Labour was dumbstruck. Unable to react, it became embroiled in an internal row over the leadership campaign expenses of Wendy Alexander, who succeeded Jack McConnell as Scottish leader. She resigned and was followed by Iain Gray, whose dogged but lifeless leadership meant that Mr Salmond, as First Minister, was able to retain his position as the major personality of devolved politics. As Labour’s problems grew at Westminster under Gordon Brown, poll after poll showed that the SNP was, if anything, consolidating its position in Scotland.

The gloss was bound to come off the nationalists at some point. From mid-2009 it did. Their very status as a minority administration meant that a whole series of probably over-the-top manifesto priorities, such as cutting class sizes and abolishing student debt, had to be ditched. The SNP had delivered a council tax freeze, but the next step of abolishing the tax altogether and replacing it with a local income tax was also put on hold, simply because the nationalists did not have the parliamentary votes.
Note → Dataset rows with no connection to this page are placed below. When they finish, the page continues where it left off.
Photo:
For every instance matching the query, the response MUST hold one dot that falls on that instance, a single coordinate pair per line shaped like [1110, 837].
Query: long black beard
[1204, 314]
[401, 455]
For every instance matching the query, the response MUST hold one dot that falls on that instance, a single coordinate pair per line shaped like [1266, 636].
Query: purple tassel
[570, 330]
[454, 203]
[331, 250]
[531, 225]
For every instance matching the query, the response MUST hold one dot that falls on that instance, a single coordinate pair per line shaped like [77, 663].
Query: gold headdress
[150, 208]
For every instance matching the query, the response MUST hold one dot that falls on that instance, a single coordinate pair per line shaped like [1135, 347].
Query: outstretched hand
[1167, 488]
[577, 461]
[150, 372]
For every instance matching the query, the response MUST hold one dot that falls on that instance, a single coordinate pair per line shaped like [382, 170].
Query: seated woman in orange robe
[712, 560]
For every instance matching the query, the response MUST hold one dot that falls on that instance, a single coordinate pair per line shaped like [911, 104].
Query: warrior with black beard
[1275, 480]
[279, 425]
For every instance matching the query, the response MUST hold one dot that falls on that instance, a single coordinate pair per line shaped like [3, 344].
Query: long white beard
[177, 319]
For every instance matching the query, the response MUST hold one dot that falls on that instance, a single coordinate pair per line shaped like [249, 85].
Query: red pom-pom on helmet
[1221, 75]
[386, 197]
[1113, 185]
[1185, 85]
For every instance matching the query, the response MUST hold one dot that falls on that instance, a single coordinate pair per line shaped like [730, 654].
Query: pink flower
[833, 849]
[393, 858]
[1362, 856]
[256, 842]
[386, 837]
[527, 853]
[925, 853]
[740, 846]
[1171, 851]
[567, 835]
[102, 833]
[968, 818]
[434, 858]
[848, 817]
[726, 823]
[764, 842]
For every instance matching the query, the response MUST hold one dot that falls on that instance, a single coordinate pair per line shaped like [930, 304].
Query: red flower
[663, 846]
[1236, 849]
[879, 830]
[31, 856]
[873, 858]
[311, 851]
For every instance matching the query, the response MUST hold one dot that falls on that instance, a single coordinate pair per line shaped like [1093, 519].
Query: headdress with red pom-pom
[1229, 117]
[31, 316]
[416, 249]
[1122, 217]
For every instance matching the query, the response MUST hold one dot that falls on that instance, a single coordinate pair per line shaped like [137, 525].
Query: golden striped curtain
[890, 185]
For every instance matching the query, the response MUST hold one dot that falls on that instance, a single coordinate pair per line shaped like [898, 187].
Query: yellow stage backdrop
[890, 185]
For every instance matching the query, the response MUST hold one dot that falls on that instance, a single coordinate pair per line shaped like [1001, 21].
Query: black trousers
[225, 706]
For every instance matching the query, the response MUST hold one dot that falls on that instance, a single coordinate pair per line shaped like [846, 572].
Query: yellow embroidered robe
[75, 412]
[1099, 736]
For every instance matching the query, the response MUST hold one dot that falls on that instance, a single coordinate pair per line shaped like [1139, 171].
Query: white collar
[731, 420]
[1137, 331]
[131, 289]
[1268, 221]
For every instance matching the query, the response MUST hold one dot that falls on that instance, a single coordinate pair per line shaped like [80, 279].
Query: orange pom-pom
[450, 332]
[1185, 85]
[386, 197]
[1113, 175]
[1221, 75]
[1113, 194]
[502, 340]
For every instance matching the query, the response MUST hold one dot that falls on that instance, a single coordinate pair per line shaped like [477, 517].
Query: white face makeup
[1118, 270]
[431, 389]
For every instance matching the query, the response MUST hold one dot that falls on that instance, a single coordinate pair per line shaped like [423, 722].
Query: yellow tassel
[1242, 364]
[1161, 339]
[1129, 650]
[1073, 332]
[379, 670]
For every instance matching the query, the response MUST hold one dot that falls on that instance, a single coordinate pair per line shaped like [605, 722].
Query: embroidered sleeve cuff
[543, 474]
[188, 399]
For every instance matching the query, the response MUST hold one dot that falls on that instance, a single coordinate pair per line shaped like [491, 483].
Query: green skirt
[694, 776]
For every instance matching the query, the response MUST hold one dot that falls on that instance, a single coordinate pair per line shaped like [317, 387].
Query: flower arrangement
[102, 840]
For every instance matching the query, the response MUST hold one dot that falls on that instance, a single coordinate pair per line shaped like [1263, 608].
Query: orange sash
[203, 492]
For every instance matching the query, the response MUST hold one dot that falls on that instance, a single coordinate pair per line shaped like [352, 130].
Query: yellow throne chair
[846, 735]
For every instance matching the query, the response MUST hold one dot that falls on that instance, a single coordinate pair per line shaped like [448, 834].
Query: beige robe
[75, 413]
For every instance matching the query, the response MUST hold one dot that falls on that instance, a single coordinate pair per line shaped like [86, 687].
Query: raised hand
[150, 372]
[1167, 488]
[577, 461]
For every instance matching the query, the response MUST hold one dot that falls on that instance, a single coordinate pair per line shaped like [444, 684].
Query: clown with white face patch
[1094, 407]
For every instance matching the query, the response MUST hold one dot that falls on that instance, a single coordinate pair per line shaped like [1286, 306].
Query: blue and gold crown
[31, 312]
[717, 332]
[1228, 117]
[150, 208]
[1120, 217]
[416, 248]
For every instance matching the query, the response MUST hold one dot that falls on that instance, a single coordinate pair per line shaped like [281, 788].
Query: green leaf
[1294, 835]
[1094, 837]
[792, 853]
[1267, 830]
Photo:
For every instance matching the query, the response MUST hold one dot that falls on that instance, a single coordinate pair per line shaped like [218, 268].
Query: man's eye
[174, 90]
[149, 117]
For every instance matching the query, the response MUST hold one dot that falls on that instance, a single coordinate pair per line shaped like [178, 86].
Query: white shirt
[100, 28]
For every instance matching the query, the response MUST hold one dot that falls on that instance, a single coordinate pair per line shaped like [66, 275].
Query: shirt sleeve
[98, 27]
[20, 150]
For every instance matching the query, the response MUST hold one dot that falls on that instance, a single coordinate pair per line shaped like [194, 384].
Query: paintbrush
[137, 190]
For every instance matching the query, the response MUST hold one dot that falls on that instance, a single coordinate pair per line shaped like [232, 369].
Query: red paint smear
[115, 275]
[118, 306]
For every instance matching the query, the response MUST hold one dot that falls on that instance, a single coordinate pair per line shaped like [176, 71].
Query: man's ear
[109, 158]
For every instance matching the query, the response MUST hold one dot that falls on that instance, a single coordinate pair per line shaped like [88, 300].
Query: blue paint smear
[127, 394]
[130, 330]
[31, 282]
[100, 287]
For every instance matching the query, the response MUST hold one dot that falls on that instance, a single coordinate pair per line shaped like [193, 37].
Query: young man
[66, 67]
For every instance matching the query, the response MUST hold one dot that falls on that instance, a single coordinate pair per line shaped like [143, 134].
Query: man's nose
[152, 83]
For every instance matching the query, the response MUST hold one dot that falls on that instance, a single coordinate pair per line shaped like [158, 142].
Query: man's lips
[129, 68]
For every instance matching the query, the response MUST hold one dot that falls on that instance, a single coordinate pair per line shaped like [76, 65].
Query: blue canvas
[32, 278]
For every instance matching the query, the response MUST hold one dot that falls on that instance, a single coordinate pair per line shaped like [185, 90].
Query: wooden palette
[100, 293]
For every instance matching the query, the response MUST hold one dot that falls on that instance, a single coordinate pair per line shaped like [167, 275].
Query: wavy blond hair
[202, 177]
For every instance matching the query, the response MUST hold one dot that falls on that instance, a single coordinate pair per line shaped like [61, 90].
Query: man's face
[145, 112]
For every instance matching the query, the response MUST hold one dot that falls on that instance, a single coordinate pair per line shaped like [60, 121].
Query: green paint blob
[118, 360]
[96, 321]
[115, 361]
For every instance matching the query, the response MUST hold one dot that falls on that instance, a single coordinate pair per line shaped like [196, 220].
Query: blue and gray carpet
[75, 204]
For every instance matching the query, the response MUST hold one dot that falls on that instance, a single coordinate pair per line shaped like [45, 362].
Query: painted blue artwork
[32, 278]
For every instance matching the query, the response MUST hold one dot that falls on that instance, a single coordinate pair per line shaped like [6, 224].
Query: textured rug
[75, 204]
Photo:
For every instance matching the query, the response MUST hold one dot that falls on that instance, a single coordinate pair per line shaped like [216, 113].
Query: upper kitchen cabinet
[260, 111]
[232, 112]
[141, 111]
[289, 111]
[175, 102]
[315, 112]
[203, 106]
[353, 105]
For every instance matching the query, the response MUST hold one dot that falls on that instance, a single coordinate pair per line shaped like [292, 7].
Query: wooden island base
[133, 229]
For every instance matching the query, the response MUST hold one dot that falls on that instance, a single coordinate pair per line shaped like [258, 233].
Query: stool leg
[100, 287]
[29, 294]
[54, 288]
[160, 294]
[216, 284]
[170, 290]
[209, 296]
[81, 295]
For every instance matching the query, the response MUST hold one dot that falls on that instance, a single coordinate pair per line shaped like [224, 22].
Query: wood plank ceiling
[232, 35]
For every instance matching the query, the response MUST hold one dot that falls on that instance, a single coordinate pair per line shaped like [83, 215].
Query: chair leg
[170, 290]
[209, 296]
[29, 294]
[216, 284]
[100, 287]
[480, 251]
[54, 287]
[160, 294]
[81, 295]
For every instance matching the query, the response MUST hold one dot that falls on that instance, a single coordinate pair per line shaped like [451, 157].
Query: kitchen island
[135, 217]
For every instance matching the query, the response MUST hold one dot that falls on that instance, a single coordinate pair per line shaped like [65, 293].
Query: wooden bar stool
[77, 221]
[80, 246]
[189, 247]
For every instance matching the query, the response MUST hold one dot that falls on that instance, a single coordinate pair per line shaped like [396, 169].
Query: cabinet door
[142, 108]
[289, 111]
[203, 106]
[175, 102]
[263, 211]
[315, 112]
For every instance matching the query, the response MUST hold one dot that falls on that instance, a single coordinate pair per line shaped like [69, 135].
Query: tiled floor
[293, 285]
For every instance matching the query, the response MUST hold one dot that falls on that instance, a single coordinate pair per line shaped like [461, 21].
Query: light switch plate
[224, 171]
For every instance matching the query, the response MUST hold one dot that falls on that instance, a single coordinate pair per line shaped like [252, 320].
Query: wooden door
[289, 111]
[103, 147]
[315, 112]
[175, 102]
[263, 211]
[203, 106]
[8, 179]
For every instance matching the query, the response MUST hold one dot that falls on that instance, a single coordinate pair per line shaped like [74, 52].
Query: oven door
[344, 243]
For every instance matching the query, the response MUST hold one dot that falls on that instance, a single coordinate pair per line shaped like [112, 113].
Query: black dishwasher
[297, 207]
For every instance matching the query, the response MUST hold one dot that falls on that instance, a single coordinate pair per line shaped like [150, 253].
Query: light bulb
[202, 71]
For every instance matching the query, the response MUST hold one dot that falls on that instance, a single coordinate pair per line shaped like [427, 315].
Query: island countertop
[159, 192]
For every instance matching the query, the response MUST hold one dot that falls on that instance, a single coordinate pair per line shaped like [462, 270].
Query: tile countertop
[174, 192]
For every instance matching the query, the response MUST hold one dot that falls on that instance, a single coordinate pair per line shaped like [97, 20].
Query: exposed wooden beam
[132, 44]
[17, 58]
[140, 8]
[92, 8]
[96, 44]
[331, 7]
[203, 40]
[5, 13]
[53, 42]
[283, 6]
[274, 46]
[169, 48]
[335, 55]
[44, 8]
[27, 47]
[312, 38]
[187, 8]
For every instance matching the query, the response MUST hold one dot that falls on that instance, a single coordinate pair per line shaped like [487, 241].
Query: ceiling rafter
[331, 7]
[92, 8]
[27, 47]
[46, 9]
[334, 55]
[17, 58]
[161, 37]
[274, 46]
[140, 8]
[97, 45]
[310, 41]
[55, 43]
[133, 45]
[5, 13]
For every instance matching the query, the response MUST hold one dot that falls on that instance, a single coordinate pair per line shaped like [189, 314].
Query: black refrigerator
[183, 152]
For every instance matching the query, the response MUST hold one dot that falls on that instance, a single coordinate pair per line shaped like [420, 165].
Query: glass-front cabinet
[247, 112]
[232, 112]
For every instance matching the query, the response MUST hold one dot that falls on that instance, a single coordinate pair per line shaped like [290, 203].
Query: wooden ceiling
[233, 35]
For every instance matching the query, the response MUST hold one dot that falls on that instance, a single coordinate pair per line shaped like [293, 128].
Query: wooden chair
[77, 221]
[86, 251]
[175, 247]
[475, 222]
Labour, in the meantime, entered into an opposition coalition with the Lib Dems and the Conservatives over constitutional powers looked at by the Calman Commission, which recommended a tranche of new tax-raising and other powers for Holyrood. Calman was a direct riposte by the unionist parties to the SNP’s independence agenda, although some unionists saw it as yet another concession to the nationalists. The SNP, for its part, was busy redefining what it meant by independence, talking loudly and often of a “social union” with the rest of the UK that would give Scotland full fiscal independence but with shared defence and diplomatic interests and retaining the Queen as head of state. It was dubbed independencelite. It was also a recognition by the SNP that Scotland, for all the SNP spin about the “London” parties, remained firmly unionist while wanting their devolved Parliament to acquire more profile through greater autonomy from Westminster.